Identifying reliable biomarkers that can report disease presence, severity or progression is a major challenge for many tumour types. A new study describes a sensitive technique to detect and characterize glioblastoma-derived microvesicles in the blood, as a potential diagnostic and monitoring tool for this disease.

Microvesicles are membrane-bound vesicles shed by numerous cell types that contain various plasma membrane proteins (and other biomolecules) that are characteristic of the cell of origin. Hakho Lee, Ralph Weissleder and colleagues adapted a method of microvesicle detection that they had previously devised for whole-cell analysis. It involves immuno-magnetic labelling and micro-nuclear magnetic resonance (μNMR) detection. For ease of clinical application, a microfluidic device was developed that can label microvesicles with antibody-bound magnetic nanoparticles (MNPs), filter out unbound antibodies or MNPs on the basis of particle size, and can detect labelled microvesicles using an integrated microcoil.

more sensitive than other detection methods

The authors tested this device on cell-culture-derived microvesicle preparations. A monoclonal antibody targeted to CD63 — which is found in microvesicles from various cell types — allowed the quantitation of total microvesicle numbers that was at least 100-fold more sensitive than other detection methods, such as those based on western blotting or flow cytometry. Furthermore, the use of additional monoclonal antibodies enabled the quantification of the levels of proteins in the microvesicles, and this strongly corresponded to the expression levels of these proteins in the cell lines from which the nanoparticles were prepared.

Such analyses were also applied to microvesicle preparations from human blood. Crucially, the use of combinations of monoclonal antibodies targeted to both mutant and wild-type epidermal growth factor receptor (EGFR), wild-type podoplanin (PDPN) and mutant isocitrate dehydrogenase 2 (IDH2) could distinguish between samples from patients with glioblastoma and samples from healthy individuals with 90% accuracy, thus demonstrating the clinical diagnosticpotential.

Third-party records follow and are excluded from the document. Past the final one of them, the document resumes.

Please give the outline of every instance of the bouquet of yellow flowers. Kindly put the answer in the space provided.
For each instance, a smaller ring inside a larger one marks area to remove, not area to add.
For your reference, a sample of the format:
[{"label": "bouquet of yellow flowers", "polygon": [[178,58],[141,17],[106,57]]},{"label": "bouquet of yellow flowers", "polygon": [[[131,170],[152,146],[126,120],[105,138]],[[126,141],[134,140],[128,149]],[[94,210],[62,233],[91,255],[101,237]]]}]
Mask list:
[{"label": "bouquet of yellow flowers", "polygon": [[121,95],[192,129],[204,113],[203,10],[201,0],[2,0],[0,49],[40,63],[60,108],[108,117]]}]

The technique was also used dynamically to monitor the response to temozolomide treatment of cultured glioblastoma cells, human glioblastoma xenografts in mice, and patients with glioblastoma. Decreases in glioblastoma cell numbers were reflected by a concomitant reduction in glioblastoma-derived microvesicles in the tissue culture medium or in the blood. Interestingly, antitumour responses in mice and humans were seen more rapidly by microvesicle detection than by tumour imaging.

It will be interesting to determine the extent to which microvesicle analyses might supplement more traditional methods for clinical diagnosis and monitoring, and whether such technology can be applied to other tumour types.